Un autre représentant du secteur, la Cnaib (Confédération nationale des artisans instituts de beauté et spas), a précisé qu’il rencontrera “dans les prochains jours” le ministre des PME Alain Griset, également pour demander l’autorisation de réouverture.

L’Hexagone compte 62 000 instituts de beauté et de bien-être, spas ou lieux dédiés au bronzage en intérieur, ainsi que 2 500 parfumeries.

«On parle beaucoup de coiffeurs, mais oublions les salons de beauté et les parfumeries! Nous n’avons eu aucune contamination, ni clusters, et après la naissance nous avons établi un standard Afnor spécifique dans les instituts, ce sont des salles presque propres, tant les normes sanitaires sont strictes», dit Régine Ferrere. Il dénonce également le fait que “Emmanuel Macron souhaite que les usines restent ouvertes, mais où seront vendus les produits manufacturés? Il n’y a plus de débouchés”.

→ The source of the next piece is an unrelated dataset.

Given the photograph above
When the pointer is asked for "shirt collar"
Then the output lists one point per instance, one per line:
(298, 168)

Diminution du chiffre d’affaires

Pour Edouard Falguières, directeur du développement international des instituts Guinot et Marie Cohr, «c’est une injustice totale que nous soyons fermés, novembre est un mois fort et ce n’est pas en vendant des produits de beauté en ligne que nous compenserons», a-t-il répondu à l’AFO.

“Nos membres ont perdu 100% de leur chiffre d’affaires pendant la durée de la première naissance. Et selon une enquête réalisée en septembre, nos instituts ont enregistré une baisse de chiffre d’affaires de 20-25% par rapport aux années précédentes”, de son côté il a détaillé Monique Amoros, co-présidente du Cnaib.

Lundi soir, l’ensemble du secteur de la beauté – fabricants de cosmétiques, coiffeurs, professionnels de la beauté – a appelé à la réouverture «au plus vite» des magasins et instituts. Ces commerces de proximité sont «essentiels au lien social et au bien-être des Français», jugent la Fédération des Entreprises de Beauté (Febea), la Fédération de la Parfumerie Sélective, le Syndicat des Fournisseurs de Coiffeurs ou encore le Syndicat des Produits de Beauté. Ils soulignent que ces points de vente “réalisent au moins un tiers de leur chiffre d’affaires avant Noël”.